Run 5 plansRun 3 plans on gpt-5.5 at high effortThe agent claims a fresh
runs/wave_NNN/and writes one plan per slot. -
Evaluate (phase 2). In a clean agent context, ask it to evaluate what phase 1 produced. Evaluation runs walled off from planning.
Evaluate the waveThe agent unpacks the sealed grading package, runs the evaluation, and reports averages plus per-run report paths.
-
Read the results. Open the generated
runs/wave_NNN/scoring/MMM/REPORT.html(or theREPORT.mdtwin), or compare across models on the results site.
To benchmark a different model or harness, run step 1 from a different agent — the candidate is simply whichever agent wrote the plan.

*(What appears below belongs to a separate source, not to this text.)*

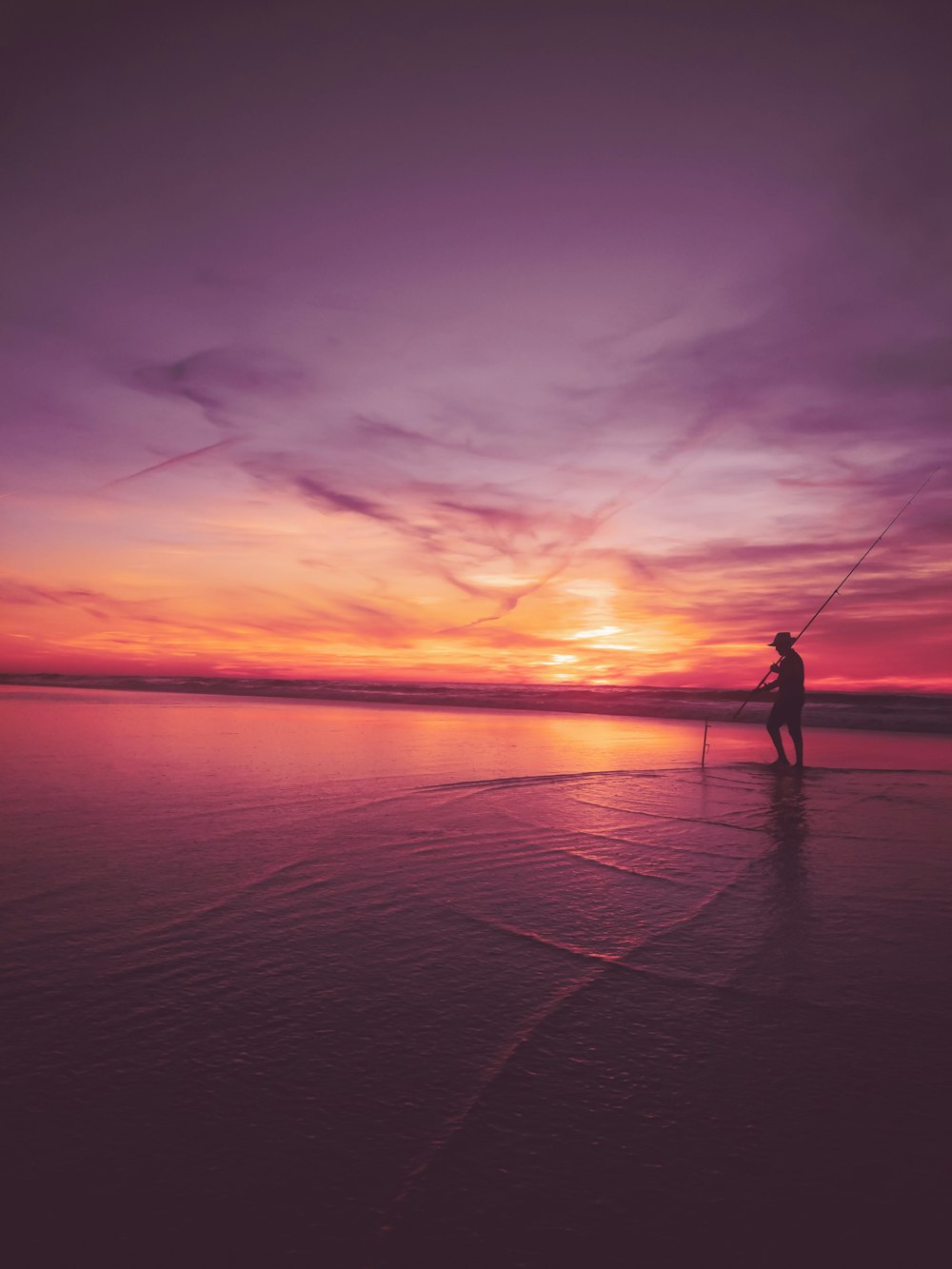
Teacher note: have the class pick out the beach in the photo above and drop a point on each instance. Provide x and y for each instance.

The published numbers are rendered at carebenchmark.metal-sole.com — the easiest way to read and compare results. The raw data behind the site lives in this repo, on branches.
main is a clean instance: it ships the spec, the phase instructions, and the sealed grading package, but no run output (runs/ is gitignored here). Every completed configuration is captured on its own branch under results/…, so the numbers live beside the exact instance that produced them.

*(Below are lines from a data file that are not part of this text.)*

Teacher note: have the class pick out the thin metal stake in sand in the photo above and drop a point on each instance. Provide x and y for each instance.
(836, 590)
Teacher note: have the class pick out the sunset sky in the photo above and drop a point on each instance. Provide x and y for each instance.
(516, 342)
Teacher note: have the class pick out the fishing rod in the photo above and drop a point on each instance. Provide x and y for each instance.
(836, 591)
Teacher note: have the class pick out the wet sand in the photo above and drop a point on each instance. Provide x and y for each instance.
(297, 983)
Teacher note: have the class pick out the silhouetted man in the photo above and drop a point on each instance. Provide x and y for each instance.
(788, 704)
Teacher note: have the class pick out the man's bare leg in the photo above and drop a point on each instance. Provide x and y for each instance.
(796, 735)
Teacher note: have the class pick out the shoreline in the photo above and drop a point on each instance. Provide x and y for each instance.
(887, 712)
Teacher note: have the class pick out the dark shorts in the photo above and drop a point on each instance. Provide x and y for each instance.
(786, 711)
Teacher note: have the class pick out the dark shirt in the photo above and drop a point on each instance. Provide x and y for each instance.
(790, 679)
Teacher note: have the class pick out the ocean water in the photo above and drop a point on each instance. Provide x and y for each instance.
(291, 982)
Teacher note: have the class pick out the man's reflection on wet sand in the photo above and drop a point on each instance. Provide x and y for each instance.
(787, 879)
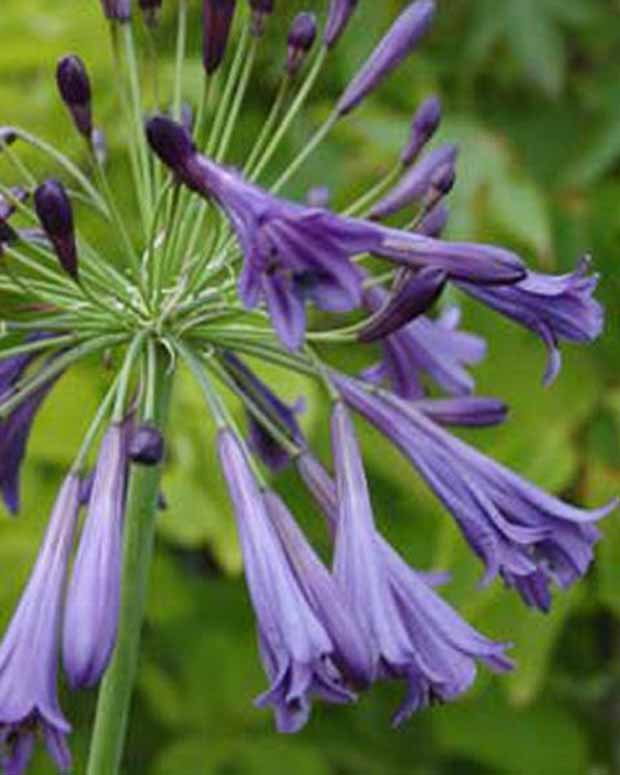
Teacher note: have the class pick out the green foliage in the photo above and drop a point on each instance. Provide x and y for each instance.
(531, 94)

git branch -a | grep '^ results/' # list every captured configuration
git checkout results/codex-cli/cand-gpt-5.5__effort-extra-high/eval-gpt-5.5__effort-extra-high
open runs/wave_001/scoring/001/REPORT.html
A branch name decodes the full configuration:
results/<candidate-harness>[__<eval-harness>]/cand-<model>__effort-<x>/eval-<model>__effort-<x>
For example, results/claude-code__codex-cli/cand-claude-4.8-opus__effort-max/eval-gpt-5.5__effort-extra-high is claude-4.8-opus (run under Claude Code, max effort) evaluated by gpt-5.5 (run under Codex CLI, extra-high). When the candidate and evaluator share a harness the prefix collapses to one segment, e.g. results/codex-cli/…. Models captured so far span Claude, GPT, Gemini, and a range of open models (DeepSeek, Qwen, Kimi, MiniMax, Grok, and others).

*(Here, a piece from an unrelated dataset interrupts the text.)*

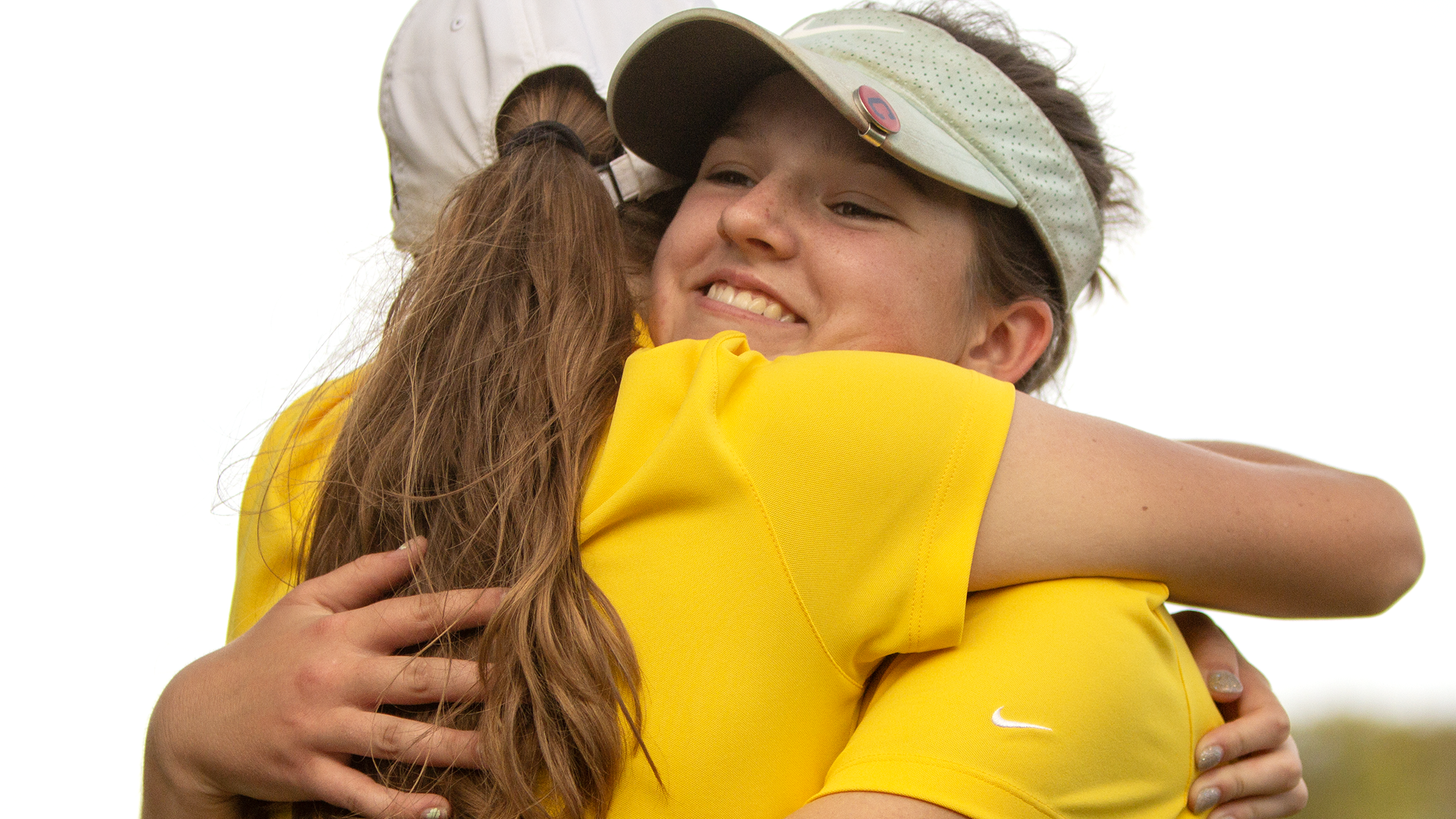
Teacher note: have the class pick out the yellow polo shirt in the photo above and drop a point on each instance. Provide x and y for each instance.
(1069, 698)
(768, 531)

Each result branch carries the clean instance plus the full run tree under runs/wave_NNN/: the candidate's PLAN.md, the evaluation artifacts, machine-readable scores, and a human-readable REPORT.html/REPORT.md per run.
| Location | Contents |
|---|---|
prd/ |
The product spec a phase-1 candidate plans from (starts at prd/1-START_HERE.md) |
PHASE_ONE_INSTRUCTIONS.md |
Phase-1 workflow — the agent reads this, not you |
phase_two.zip |
Sealed grading package — unpacked only at evaluation, never during planning |
AGENTS.md · CLAUDE.md · GEMINI.md |
Tiny per-harness routers that send each agent to the right phase |
runs/ |
Generated wave output — gitignored on main, captured on results/… branches |
CARE only means something if the model being benchmarked hasn't seen how it'll be graded. That's the whole reason for the structure here:
- The methodology is held out on purpose. What CARE measures and how plans are scored is documented on the results site, not in this repo. The grading material itself stays sealed in
phase_two.zipand is opened only inside an evaluation context that never touches planning. - If you're generating plans, don't go looking for the grading material — let the phases stay separate. Phase separation is enforced by the phase instructions and a post-run validity audit, not by
.gitignore(the ignore rules are just repo hygiene). - No harness-specific agent folders ship (e.g.
.cursor/agents/) — the phase instructions are runner-portable, so any agent can drive a wave.